The criteria are meant to be as objective as possible and the process was designed to give schools several chances to show improvement, district officials said.
“We want to reward schools that are moving kids as much as possible toward proficiency,” said Grant Guyer, executive director of DPS’s department of accountability, research and evaluation.
Still, board members acknowledged the seriousness of the consequences for those that don’t.
“It’s a very real set of criteria we’re going to be facing in our neighborhoods,” said member Rosemary Rodriguez, who represents southwest Denver.
Schools are expected to get their next School Performance Framework ratings in September based on test scores and other factors from the 2014-15 and 2015-16 school years. Taking those ratings into account, the district will determine which schools meet the first two criteria.
School quality reviews are set to happen in October. The district is scheduled to make its first batch of closure or restart recommendations in November or December.
The seven-member board — including new member Rachele Espiritu, who was sworn in Thursday — will likely vote shortly thereafter.
Some schools will be exempt. Alternative schools, early childhood education centers and new schools won’t be subject to closure or restart under the policy.

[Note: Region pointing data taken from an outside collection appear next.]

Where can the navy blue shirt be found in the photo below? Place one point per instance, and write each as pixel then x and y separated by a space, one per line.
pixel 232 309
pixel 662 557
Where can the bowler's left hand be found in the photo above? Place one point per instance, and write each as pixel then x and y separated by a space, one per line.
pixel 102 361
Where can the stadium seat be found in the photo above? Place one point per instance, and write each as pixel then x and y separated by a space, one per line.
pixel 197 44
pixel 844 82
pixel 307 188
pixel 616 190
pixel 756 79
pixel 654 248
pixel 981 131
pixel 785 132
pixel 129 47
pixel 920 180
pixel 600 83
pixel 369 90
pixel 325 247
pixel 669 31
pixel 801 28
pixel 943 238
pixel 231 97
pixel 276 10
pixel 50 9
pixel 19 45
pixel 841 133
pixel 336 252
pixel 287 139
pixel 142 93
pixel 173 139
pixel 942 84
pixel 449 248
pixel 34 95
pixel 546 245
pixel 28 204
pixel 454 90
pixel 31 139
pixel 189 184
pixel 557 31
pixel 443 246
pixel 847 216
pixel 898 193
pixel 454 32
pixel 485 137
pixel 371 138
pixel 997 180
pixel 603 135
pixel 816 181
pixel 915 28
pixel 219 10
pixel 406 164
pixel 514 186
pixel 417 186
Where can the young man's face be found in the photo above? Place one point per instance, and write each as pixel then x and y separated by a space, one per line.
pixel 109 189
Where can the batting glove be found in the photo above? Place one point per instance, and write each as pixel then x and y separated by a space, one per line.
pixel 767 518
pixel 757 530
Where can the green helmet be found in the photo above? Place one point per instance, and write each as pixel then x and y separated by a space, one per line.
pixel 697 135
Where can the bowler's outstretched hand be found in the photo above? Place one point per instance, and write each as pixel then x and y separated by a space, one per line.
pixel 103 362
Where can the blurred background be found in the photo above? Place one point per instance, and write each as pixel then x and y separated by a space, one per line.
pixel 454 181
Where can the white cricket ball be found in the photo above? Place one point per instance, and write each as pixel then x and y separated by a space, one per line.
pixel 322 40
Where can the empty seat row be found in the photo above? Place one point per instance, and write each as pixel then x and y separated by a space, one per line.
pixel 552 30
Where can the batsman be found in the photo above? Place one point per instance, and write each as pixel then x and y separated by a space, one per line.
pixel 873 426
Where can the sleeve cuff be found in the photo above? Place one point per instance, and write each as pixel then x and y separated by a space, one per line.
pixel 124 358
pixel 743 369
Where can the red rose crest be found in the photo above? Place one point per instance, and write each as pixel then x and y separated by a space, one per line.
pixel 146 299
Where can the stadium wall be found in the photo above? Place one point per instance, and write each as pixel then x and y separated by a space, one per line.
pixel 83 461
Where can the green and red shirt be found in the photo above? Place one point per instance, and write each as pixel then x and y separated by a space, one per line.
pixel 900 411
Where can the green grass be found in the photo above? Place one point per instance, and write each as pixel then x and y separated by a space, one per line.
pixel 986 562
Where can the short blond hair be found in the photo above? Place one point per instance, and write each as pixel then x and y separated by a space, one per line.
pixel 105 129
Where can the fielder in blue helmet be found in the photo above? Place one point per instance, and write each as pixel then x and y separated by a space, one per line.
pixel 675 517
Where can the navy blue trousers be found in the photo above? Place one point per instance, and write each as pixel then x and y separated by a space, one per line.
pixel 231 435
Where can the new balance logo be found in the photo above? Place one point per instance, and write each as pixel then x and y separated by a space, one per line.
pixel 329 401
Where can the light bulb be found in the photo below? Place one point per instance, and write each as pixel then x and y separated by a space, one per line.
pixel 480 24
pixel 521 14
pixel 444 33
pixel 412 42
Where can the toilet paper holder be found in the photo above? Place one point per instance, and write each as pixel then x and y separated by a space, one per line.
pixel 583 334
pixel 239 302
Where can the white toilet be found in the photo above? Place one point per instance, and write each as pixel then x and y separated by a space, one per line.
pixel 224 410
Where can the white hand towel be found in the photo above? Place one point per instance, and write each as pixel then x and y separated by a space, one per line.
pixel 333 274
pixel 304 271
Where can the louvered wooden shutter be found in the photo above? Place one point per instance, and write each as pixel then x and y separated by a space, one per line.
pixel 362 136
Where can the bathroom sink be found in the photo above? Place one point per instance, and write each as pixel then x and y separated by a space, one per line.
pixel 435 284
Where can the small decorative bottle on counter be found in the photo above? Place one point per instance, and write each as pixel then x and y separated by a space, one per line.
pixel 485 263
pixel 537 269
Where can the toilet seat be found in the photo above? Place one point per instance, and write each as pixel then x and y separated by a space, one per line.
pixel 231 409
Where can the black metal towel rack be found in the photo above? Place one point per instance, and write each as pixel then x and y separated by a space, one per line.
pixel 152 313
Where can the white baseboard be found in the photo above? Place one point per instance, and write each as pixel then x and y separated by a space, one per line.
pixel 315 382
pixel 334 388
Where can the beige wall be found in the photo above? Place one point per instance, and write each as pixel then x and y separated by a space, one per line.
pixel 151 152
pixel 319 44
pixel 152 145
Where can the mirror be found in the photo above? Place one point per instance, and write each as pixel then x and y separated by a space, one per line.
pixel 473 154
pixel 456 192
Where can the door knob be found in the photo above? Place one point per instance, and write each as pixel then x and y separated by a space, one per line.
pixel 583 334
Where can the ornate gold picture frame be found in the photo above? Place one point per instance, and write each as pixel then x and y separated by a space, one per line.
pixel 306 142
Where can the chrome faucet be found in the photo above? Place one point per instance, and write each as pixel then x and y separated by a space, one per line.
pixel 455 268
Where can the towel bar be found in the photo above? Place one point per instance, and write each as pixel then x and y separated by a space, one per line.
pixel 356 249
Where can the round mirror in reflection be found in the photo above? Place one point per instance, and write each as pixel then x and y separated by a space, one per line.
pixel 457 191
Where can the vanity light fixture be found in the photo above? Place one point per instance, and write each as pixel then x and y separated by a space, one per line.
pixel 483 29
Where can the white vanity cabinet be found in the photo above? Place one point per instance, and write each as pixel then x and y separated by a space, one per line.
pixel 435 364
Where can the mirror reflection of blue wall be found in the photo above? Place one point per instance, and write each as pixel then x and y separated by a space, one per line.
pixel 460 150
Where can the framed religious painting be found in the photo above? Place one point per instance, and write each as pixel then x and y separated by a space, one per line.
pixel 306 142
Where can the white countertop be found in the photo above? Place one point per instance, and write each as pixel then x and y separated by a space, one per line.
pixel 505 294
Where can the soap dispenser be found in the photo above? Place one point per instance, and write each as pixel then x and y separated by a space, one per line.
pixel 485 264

Neither will schools in the midst of significant interventions, such as replacing most of the staff or changing the school model. The idea, district officials said, is to give the changes a chance to take root and make a difference before making any drastic decisions.
The district released a list of schools Thursday that shows which will be exempt this fall, including Noel Community Arts School, Manual High and Cheltenham Elementary.
A group of adults and children showed up at Thursday’s board meeting wearing the red T-shirts of Padres & Jovenes Unidos, a Denver-based parent and student advocacy group. The adults listened to district staff explain the criteria, some of them with the help of a Spanish translator, while the children played quietly with cell phones and stuffed animals.
Afterward, parent Marina Guerrero said she’s glad Cheltenham will get a reprieve. She has three children at the school.
“We need more time to see changes happening,” she said.
The district’s list also shows which schools currently rank in the bottom 5 percent. However, it’s not an accurate picture of the schools that may face closure because it doesn’t include the School Performance Framework ratings that will be released in September.
But it does indicate which schools could be in danger, including Greenlee Elementary, Amesse Elementary and Lake International School.
The district has encouraged 19 schools rated red or orange to talk to their communities this month or before school starts in August about the closure policy.
Correction: A previous version of this story said Centennial Elementary was among the schools that could be in danger this fall. Centennial won’t be subject to the policy until 2017. Denver Public Schools originally included Centennial on a list of schools that could face the policy this fall, but the district now says that was an error.